I riflettori sono finiti o per lo meno si sono abbassate le luci sul set di Felice Maniero. Non sono più i giorni della fiction e dei documentari, dove alcuni dei sodali della Mala del Brenta han fatto capolino nelle riprese di History Channel raccontando la loro storia.
Da oggi la ricreazione è finita e si torna alla realtà. E la realtà per molti della Mala è il cammino verso le sbarre.
E’ il caso di Giovanni Paggiarin detto Paja, un componente di spicco dei mestrini, una batteria dell’entroterra. Anche Gilberto Sorgato, detto Caruso tornerà in galera. Lui che nella Mala c’è stato sin dall’inizio e sempre lui è stato uno dei protagonisti del documentario andato in onda su Sky, ma lo era già stato anche sul programma di Lucarelli.
Non è solo la parte dei “civili” della Mala, che torna dietro le sbarre, c’è anche la parte in “divisa” collusa con Maniero che, probabilmente, vedrà il cielo a scacchi: il maresciallo dei carabinieri Angelo Paron e il poliziotto Antonio Papa, secondo l’accusa entrambi a libro paga del boss della Riviera.
E’ la Corte di Cassazione che ha confermato e reso definitive, per tutti, le sentenze della corte di Appello in aula bunker a Mestre del 2010.
E così si mette la parola fine al processo Rialto, che vedeva a giudizio alcuni tra i maggiori esponenti della Mala del Brenta. Tranne colui che realmente doveva esserci, ma questa è una storia diversa.

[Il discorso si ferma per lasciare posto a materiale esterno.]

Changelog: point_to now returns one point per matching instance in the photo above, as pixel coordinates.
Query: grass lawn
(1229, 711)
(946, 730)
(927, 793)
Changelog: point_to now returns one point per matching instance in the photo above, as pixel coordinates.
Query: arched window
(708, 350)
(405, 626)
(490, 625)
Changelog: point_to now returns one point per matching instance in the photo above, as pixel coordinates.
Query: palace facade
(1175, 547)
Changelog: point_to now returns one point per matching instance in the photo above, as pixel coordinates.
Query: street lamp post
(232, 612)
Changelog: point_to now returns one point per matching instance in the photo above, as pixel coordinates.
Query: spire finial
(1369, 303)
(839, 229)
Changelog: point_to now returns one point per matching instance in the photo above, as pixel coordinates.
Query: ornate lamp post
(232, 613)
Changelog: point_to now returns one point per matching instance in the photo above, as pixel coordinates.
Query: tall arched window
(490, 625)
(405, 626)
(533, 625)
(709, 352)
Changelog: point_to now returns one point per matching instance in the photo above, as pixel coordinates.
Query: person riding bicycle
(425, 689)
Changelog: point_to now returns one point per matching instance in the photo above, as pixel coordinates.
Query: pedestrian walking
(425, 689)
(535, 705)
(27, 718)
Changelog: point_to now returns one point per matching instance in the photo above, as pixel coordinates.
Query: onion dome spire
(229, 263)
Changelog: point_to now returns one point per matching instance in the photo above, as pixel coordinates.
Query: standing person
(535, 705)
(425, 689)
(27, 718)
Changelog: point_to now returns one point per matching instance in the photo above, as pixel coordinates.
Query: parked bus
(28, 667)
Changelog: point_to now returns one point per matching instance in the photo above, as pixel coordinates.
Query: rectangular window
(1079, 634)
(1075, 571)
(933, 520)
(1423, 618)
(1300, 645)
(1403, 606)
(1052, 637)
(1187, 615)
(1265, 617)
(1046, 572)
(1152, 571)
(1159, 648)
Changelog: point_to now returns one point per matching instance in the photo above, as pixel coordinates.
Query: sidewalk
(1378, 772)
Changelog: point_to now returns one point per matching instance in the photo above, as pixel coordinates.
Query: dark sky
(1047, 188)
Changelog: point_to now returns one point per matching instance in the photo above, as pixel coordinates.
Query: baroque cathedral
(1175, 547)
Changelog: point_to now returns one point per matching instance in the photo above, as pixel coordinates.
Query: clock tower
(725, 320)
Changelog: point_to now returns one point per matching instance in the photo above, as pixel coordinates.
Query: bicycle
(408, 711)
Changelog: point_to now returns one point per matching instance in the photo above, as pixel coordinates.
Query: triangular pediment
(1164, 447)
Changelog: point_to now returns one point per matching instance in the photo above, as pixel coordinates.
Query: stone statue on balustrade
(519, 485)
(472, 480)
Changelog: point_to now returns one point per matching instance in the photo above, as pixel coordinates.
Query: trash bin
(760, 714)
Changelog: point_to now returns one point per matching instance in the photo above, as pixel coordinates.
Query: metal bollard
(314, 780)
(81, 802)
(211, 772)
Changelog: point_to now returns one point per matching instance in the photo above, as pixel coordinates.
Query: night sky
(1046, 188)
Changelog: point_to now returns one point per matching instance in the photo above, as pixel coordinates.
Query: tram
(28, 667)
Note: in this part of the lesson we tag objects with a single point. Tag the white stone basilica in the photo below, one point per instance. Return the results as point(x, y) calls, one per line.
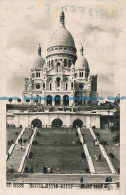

Ma non è andata male neanche a chi è stato condannato in Appello, rispetto al primo grado. Come ad alcuni della prima linea come Paolo Pattarello, primo grado a 28 anni e poi a 19 anni in secondo ; Silvano Maritan considerato il boss di San Donà a 17 anni; Gilberto Boatto detto Lolli, il capo dei mestrini che di anni ne ha racimolati 16; Caruso, alias Gilberto Sorgato, dopo aver assaporato la libertà in attesa della Cassazione ora dovrà scontare 11 anni e 7 mesi. Così come Giovanni Paggiarin condannato a 14 anni e 9 mesi.
La situazione è lievemente diversa per chi, delle forze dell’ordine, era al servizio di Maniero. Infatti il poliziotto Antonio Papa è stato assolto con formula piena in Appello e il maresciallo Angelo Paron è stato condannato a 7 anni.
Ma la Cassazione non ha confermato, anzi, ha accolto il ricorso del giudice Francesco Saverio Pavone, il giudice che tecnicamente ha sgominato la Mala del Brenta perché in realtà il lavoro grosso l’ha fatto la delazione di Maniero.
In ogni caso, per i due è stato richiesto che sia rifatto il processo, ma solo per concorso esterno in associazione mafiosa. Lo stesso Maniero ha detto di Paron: «Paron Angelo non so dire se era un sodale... lo stipendiavo - ha raccontato Felice Maniero - Ci dava le informazioni... Abbiamo acquistato da lui dello stupefacente ed anche glielo abbiamo venduto; queste sono le cose che ha fatto... avevo la massima fiducia in lui. Uguale Papa... faceva le stesse cose».
Dovrebbe così concludersi l’ultima parte di una storia processuale che dura da 15 anni e che ha visto sul banco degli imputati oltre 500 persone, a volte completamente innocenti, ma messe alla sbarra non dai fatti ma dalle parole al vento di Felicetto.
Passa il tempo ma sembra, per alcuni versi , che le cose siano rimaste ferme a metà anni 90. Pare infatti che il “famoso” gruppo dei mestrini continui imperterrito a controllare il turismo organizzato al Tronchetto tramite gli intromettitori e i motoscafisti.
Non era una semplice batteria quella dell’entroterra veneziana, era molto più inserita di quanto non si sia capito all’inizio. I giudici infatti scrivono « non costituiva solo il principale acquirente di sostanze stupefacenti, ma aveva stabilito con Maniero una comunanza di progetti, condividendo il programma dell’associazione per delinquere e, di conseguenza, il tentativo di controllo del territorio, da ottenere anche con violenza e omicidi.».
Ma la storia non si perpetuerà, la Mala del Brenta è nella storia e nella storia continuerà a rimanere.
Solo una persona può riaprire questo libro e scrivere altre pagine. Ma la speranza che lo faccia è sempre più remota. Chi nasce quadrato non può morire tondo.